The scheme will be implemented during the 12th Five Year Plan period and spill over to the 13th Plan with an estimated outlay of 930 crore rupees. The Gross Budgetary Support (GBS) from the government for the scheme will be 581.22 crore rupees and the balance 349.74 crore rupees will be contributed by the stakeholder industries.
Five components of the scheme to achieve the desired result:
1. Creation of Advanced Centres of Excellence for R&D and Technology Development with the help of National Centres of Excellence in Education and Technology such as the IIT Delhi, IIT Bombay, IIT Madras, IIT Kharagpur and the Central Manufacturing Technology Institute (CMTI) Bangalore.

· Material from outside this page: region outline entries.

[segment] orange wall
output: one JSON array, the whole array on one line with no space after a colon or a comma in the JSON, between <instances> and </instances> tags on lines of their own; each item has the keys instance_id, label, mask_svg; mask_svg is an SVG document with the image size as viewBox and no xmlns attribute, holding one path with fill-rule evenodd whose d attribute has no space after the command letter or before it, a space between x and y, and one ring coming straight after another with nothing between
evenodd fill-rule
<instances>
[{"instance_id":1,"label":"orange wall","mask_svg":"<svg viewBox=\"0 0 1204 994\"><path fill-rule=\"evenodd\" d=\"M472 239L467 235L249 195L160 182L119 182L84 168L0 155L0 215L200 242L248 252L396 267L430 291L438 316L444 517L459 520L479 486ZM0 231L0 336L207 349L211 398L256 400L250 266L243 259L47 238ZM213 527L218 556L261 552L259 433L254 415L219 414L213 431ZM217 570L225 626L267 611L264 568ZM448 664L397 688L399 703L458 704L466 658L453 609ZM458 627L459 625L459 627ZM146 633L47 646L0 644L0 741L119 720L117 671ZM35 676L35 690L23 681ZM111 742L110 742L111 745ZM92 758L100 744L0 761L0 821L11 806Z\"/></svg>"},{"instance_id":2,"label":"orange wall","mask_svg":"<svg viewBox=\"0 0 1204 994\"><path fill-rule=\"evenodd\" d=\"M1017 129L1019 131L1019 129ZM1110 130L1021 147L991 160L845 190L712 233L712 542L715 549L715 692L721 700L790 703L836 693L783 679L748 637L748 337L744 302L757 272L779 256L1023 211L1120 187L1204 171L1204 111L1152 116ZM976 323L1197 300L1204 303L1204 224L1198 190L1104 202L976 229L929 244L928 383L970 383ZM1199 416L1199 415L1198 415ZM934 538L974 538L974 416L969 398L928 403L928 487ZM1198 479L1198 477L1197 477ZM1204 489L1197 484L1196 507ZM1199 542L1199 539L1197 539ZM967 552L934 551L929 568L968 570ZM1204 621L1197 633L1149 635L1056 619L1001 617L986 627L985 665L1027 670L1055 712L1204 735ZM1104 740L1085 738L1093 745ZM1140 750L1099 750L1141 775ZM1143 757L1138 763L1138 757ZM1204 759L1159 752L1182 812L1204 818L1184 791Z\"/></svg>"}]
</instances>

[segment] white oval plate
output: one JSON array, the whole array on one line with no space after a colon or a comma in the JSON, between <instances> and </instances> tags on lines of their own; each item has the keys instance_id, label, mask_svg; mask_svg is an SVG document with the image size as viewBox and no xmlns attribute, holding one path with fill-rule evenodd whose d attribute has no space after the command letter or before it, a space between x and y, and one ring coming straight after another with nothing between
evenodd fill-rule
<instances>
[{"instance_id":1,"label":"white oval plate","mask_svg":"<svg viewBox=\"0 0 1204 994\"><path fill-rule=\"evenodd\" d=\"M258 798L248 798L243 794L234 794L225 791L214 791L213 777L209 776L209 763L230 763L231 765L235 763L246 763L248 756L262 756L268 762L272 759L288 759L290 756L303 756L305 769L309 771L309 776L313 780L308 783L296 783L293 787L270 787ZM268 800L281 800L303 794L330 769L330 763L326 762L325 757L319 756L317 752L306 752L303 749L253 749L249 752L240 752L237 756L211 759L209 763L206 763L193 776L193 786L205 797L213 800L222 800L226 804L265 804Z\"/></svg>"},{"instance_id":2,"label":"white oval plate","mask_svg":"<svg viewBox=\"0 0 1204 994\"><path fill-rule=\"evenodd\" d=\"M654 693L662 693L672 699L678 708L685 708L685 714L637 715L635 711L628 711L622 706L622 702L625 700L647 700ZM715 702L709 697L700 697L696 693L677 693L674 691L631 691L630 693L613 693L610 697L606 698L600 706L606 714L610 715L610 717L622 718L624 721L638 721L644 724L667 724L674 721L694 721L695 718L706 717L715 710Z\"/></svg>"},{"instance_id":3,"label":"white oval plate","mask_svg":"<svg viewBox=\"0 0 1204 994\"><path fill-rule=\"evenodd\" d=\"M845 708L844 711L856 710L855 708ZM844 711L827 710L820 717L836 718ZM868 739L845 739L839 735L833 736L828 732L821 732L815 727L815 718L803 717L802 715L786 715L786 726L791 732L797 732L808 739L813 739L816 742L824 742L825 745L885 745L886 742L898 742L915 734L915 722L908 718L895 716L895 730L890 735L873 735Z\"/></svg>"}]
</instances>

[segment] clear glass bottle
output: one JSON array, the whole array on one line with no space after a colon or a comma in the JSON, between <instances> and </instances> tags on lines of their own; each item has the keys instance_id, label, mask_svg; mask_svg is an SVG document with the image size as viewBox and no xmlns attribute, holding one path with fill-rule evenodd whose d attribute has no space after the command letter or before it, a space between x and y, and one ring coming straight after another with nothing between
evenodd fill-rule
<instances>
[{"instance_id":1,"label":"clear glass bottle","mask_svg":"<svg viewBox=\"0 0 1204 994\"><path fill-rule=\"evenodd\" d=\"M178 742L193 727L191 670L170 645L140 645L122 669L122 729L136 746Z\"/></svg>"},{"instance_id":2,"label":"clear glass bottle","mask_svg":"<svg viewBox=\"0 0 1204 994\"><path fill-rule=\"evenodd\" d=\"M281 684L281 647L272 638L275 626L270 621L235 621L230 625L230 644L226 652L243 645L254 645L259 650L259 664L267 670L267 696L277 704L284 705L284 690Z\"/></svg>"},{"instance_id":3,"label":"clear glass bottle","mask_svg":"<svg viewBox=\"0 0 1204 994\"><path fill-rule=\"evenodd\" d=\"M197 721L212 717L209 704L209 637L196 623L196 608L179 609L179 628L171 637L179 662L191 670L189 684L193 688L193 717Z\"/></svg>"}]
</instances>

2. Establishment of Machine Tool Parks for making the machine tool sector more competitive by providing an ecosystem for production. The park will be established by a Special Purpose Vehicle (SPV) formed by local industries, industry associations, financial institutions, Central or State Governments and R&D Institutions.
3. Setting up of a Common Engineering Facility Centre for Textile Machinery with active participation of the local industry and the industry association. This will also be established by a Special Purpose Vehicle (SPV).

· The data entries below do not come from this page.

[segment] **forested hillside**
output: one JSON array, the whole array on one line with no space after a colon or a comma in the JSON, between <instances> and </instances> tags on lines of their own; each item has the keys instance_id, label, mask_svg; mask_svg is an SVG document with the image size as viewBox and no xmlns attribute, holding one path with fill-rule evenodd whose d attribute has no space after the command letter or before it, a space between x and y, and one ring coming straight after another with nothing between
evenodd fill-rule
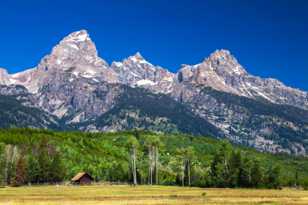
<instances>
[{"instance_id":1,"label":"forested hillside","mask_svg":"<svg viewBox=\"0 0 308 205\"><path fill-rule=\"evenodd\" d=\"M86 171L96 181L206 187L307 186L308 160L207 137L0 130L2 184L55 183Z\"/></svg>"}]
</instances>

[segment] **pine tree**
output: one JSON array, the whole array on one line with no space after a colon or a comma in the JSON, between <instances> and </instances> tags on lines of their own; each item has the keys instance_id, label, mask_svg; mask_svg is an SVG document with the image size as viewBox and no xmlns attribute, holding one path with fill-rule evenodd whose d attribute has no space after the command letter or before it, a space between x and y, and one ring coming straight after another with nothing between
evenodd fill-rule
<instances>
[{"instance_id":1,"label":"pine tree","mask_svg":"<svg viewBox=\"0 0 308 205\"><path fill-rule=\"evenodd\" d=\"M253 187L260 187L263 183L263 173L258 160L254 160L251 168L251 185Z\"/></svg>"},{"instance_id":2,"label":"pine tree","mask_svg":"<svg viewBox=\"0 0 308 205\"><path fill-rule=\"evenodd\" d=\"M20 156L16 164L16 172L15 172L16 174L13 179L14 186L20 186L26 182L26 177L27 177L26 166L27 165L24 156Z\"/></svg>"}]
</instances>

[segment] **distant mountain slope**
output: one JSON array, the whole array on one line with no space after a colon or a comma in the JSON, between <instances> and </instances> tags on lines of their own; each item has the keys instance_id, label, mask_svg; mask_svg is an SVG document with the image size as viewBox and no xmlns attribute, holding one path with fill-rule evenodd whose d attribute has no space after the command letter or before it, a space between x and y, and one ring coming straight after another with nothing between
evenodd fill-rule
<instances>
[{"instance_id":1,"label":"distant mountain slope","mask_svg":"<svg viewBox=\"0 0 308 205\"><path fill-rule=\"evenodd\" d=\"M308 93L249 74L224 49L177 73L140 53L108 65L81 30L63 38L34 68L16 74L0 69L0 95L18 100L0 127L143 128L308 153Z\"/></svg>"},{"instance_id":2,"label":"distant mountain slope","mask_svg":"<svg viewBox=\"0 0 308 205\"><path fill-rule=\"evenodd\" d=\"M191 90L195 92L192 94ZM233 142L271 152L307 152L307 110L202 86L192 87L189 93L183 91L181 97L181 101L223 130Z\"/></svg>"},{"instance_id":3,"label":"distant mountain slope","mask_svg":"<svg viewBox=\"0 0 308 205\"><path fill-rule=\"evenodd\" d=\"M187 106L164 94L122 86L115 106L93 121L81 124L83 130L149 129L222 137L222 132Z\"/></svg>"},{"instance_id":4,"label":"distant mountain slope","mask_svg":"<svg viewBox=\"0 0 308 205\"><path fill-rule=\"evenodd\" d=\"M44 111L27 107L12 96L0 95L0 127L62 129L58 119Z\"/></svg>"}]
</instances>

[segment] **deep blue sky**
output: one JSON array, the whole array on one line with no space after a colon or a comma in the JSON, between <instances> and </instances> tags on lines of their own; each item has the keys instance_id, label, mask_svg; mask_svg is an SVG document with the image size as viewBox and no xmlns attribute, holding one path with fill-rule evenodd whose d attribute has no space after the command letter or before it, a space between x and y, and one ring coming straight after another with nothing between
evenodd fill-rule
<instances>
[{"instance_id":1,"label":"deep blue sky","mask_svg":"<svg viewBox=\"0 0 308 205\"><path fill-rule=\"evenodd\" d=\"M35 66L87 29L109 63L140 51L176 71L229 49L252 74L308 90L306 0L1 0L0 67Z\"/></svg>"}]
</instances>

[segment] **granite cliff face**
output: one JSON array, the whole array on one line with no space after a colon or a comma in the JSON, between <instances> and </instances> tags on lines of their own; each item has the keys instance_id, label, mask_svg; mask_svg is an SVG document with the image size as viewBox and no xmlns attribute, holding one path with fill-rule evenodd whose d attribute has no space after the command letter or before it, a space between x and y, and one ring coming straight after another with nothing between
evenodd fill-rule
<instances>
[{"instance_id":1,"label":"granite cliff face","mask_svg":"<svg viewBox=\"0 0 308 205\"><path fill-rule=\"evenodd\" d=\"M61 40L35 68L16 74L0 69L0 84L3 98L44 113L45 127L186 132L262 151L308 151L307 92L249 74L227 50L177 73L140 53L109 66L81 30Z\"/></svg>"}]
</instances>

4. Testing and Certification Centre for earth moving machineries. The setting up of Test and Certification Centre for Earthmoving Machinery will be done by the SPV specifically created by the Department of Heavy Industry with the approval of the Cabinet.
5. The creation of a Technology Acquisition Fund under the Technology Acquisition Fund Programme (TAFP) in order to help the Capital Goods Industry to acquire and assimilate specific technologies for achieving global standards and competitiveness within a short period of time.
The Capital Goods sector contributes nearly constant proportion of 9-12 percent of the total manufacturing sector. The apparent consumption of Capital Goods constitutes a constant share of 17-21 percent of the total Gross Domestic investment in the country.
However, the investments in the Capital Goods sector have declined with the decline in the relative profitability of the Capital Goods sector with respect to other sectors. The capital goods sector determines global competitiveness of the manufacturing sector by being a vehicle of technology.
The Enhancement of Competitiveness of the Capital Goods Sector scheme will help in reviving the capital goods sector.